Results show that higher maternal intake of fructose, dietary fiber, folic acid, and ascorbic acid are negatively associated with unhealthy infant gut microbiomes such as Erysipelatoclostridium, Betaproteobacteria and Lachnospiraceae.
|Maternal dietary intake||Infant gut microbiome|
|Fructose||Low abundance of Erysipelatoclostridium|
|Glucose||An increased abundance of Isobaculum|
|Dietary fiber||A lower count of Lachnospiraceae|
|Folic acid||A lower abundance of Betaproteobacteria|
|Ascorbic acid||A higher abundance of Staphylococcus|
|Magnesium||Lower abundance of Clostridia, Clostridiales and Lachnospiraceae|
Based on: Fan HY, et al. Maternal Vegetable and Fruit Consumption during Pregnancy and Its Effects on Infant Gut Microbiome. Nutrients. 2021 May 5;13(5):1559.
- Pregnant women from Taipei Mother-Infant Nutrition Cohort who completed a 3-day dietary record and received postpartum follow-up were enrolled in the pilot study (n=39).
- The 16S rRNA gene sequence was used to characterize the infant gut microbiome at 2 months.
- The mean cups of fruits and vegetables were estimated as follows: five cups of fruits and vegetables (the minimum recommended), multiplied by 20% (derived from the average 4.9 g/day divided by the recommended 25g/day of dietary fiber).
- The high or low consumption of vegetables and fruit was determined based on more than one cup of fruits and more than one cup of vegetables per day.
- A diet high in fruit and vegetables during pregnancy may alter the infant gut microbiome.

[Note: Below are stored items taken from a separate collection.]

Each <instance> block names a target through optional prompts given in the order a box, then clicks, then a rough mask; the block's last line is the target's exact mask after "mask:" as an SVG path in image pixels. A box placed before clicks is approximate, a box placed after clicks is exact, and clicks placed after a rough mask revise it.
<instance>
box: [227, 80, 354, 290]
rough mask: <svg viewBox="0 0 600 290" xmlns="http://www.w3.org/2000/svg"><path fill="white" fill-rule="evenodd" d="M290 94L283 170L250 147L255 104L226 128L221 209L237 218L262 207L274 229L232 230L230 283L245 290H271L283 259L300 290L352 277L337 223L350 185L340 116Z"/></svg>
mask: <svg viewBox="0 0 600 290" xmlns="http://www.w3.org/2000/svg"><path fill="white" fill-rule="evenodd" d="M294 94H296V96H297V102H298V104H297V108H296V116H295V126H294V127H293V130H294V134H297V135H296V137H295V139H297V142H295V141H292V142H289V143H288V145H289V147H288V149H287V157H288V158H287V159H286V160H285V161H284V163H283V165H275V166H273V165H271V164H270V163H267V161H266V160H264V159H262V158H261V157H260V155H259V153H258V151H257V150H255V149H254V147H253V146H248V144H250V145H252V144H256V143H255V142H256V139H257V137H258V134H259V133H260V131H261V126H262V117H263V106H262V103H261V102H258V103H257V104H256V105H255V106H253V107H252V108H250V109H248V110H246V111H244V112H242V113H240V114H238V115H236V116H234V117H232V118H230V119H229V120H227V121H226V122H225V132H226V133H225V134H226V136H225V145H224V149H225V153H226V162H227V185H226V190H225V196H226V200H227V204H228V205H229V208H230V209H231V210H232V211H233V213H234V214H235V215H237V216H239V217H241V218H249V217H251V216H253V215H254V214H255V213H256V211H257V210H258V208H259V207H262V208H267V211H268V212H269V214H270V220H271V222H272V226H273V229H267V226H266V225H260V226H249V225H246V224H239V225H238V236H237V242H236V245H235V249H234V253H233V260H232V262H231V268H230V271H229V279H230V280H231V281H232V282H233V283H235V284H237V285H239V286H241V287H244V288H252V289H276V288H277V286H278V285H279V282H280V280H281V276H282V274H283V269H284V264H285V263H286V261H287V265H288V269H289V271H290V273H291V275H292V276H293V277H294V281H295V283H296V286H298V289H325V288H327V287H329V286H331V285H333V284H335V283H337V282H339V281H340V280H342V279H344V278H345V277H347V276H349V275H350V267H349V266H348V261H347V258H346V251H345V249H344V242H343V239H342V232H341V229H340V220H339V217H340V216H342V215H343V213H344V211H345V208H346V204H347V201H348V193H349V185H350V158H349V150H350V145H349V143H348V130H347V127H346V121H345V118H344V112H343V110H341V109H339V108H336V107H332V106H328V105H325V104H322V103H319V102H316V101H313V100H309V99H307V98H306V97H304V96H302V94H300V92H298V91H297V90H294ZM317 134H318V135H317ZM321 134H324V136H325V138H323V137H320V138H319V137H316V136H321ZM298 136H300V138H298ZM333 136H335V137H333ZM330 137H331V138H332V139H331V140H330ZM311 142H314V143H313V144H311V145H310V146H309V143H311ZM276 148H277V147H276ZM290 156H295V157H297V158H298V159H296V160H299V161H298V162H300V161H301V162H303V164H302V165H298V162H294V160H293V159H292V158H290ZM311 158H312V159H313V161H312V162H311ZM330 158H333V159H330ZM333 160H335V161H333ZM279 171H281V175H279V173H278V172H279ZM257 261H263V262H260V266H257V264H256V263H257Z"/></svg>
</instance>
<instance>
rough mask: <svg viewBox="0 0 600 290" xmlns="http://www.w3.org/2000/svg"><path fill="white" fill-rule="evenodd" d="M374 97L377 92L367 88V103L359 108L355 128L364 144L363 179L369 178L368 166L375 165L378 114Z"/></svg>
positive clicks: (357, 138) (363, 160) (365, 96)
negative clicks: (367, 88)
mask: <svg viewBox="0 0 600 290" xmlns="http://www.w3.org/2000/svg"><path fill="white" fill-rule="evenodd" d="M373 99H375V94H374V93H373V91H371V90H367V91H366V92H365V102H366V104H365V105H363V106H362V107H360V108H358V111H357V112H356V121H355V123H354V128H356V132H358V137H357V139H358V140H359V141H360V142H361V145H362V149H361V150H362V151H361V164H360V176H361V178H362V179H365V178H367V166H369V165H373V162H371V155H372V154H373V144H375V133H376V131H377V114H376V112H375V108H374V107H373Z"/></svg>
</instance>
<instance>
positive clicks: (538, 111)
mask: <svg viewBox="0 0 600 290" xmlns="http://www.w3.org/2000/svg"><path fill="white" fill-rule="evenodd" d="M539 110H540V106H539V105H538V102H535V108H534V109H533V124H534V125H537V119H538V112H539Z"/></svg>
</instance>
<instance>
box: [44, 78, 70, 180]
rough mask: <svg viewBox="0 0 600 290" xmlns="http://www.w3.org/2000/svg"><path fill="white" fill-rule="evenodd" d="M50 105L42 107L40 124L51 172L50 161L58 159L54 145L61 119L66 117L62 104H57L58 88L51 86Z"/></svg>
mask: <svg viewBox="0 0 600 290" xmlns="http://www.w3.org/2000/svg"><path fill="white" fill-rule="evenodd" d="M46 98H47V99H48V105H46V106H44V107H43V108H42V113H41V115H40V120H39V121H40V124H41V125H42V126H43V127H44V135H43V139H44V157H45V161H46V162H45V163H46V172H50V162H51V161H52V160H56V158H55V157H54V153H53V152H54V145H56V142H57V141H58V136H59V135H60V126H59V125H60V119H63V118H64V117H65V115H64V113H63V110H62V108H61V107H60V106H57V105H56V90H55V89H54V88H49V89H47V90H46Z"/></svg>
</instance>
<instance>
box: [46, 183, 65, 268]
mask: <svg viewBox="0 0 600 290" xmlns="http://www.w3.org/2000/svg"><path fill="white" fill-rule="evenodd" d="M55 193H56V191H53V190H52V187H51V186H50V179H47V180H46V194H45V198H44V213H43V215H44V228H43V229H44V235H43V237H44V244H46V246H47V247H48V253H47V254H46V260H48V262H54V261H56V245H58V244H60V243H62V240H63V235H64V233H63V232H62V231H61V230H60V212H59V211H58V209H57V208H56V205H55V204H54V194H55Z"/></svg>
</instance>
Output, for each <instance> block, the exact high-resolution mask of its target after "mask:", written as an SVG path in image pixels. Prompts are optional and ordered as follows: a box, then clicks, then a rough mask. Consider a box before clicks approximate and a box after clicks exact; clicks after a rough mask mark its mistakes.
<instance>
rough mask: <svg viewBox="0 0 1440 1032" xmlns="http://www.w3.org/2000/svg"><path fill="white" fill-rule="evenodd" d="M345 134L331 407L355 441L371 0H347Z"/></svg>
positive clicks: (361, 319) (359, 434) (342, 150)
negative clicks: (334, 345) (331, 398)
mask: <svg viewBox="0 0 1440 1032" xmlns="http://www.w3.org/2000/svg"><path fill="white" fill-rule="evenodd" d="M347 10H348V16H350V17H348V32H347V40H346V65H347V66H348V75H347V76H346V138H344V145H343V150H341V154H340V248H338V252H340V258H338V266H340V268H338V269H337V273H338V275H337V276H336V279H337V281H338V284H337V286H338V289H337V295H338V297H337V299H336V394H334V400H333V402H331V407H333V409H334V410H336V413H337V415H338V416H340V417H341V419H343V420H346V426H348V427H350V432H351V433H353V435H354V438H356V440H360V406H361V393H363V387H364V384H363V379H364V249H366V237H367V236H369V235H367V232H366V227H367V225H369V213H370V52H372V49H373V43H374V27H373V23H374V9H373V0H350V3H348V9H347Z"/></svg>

- A higher intake of nutrients present in fruit and vegetables (fructose, dietary fiber, folic acid, and ascorbic acid) is negatively associated with the abundance of unhealthy gut microbiomes (Erysipelatoclostridium, Betaproteobacteria and Lachnospiraceae).
- Strategies involving increased maternal intake of fruit and vegetable during pregnancy should be employed for modifying the gut microbiome early in life.